Card-check proposals basically enable labor unions to form in a workplace simply by collecting signed petitions (or “cards”) from a majority of employees indicating that they favor organizing a union and designating a particular labor union to represent their interests.
Not ‘free choice’
Deceptively titled the “Employee Free Choice Act,” the federal bill would actually make an employee’s choice anything but free—virtually eliminating the secret-ballot voting currently governed and monitored under the National Labor Relations Act.
The same employees who vote by secret ballot for the president of the United States and all other state and federal offices would be forced to vote in public on the question of unionization.

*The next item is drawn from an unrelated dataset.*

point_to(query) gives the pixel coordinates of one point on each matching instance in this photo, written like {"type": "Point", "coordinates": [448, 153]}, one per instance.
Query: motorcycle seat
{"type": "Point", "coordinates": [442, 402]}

Although political activists can’t approach any voter within 100 feet of the polls in general elections, that basic protection would be denied employees in the union-organizing process.
Nevertheless, President Obama has told labor unions that he supports passage of federal card-check legislation.
Already preempted
HB-6534, approved by the Labor Committee, is a flawed proposal that would create a union card signing election process for state employees. Although it also grants the Connecticut State Board of Labor Relations the authority to handle complaints regarding union card elections, this authority is preempted by the National Labor Relations Act, which sets a formal process for employees to either chose or to reject a union through a secret ballot election conducted by the National Labor Relations Board (NLRB). Unfair labor practices and complaints regarding the union election process are exclusively handled by the NLRB.
What’s more, as drafted, HB-6534 applies only to state employees, but is certain to be expanded to the private sector.
An employee’s decision about joining a union is an important and personal one—one that should be made privately. Card-check would force employees to make a public, face-to-face decision—increasing the odds that those decisions would be made without adequate information and with significant potential for employees to be pressured into signing the cards.
CBIA opposes card-check proposals because they hand labor organizations a considerable and unfair advantage in the workplace, allowing them to easily organize employees without government safeguards that protect employers and workers alike.
n this very difficult economy, many Connecticut employers are doing everything they can just to stay open; card-check proposals will make it harder for them to succeed.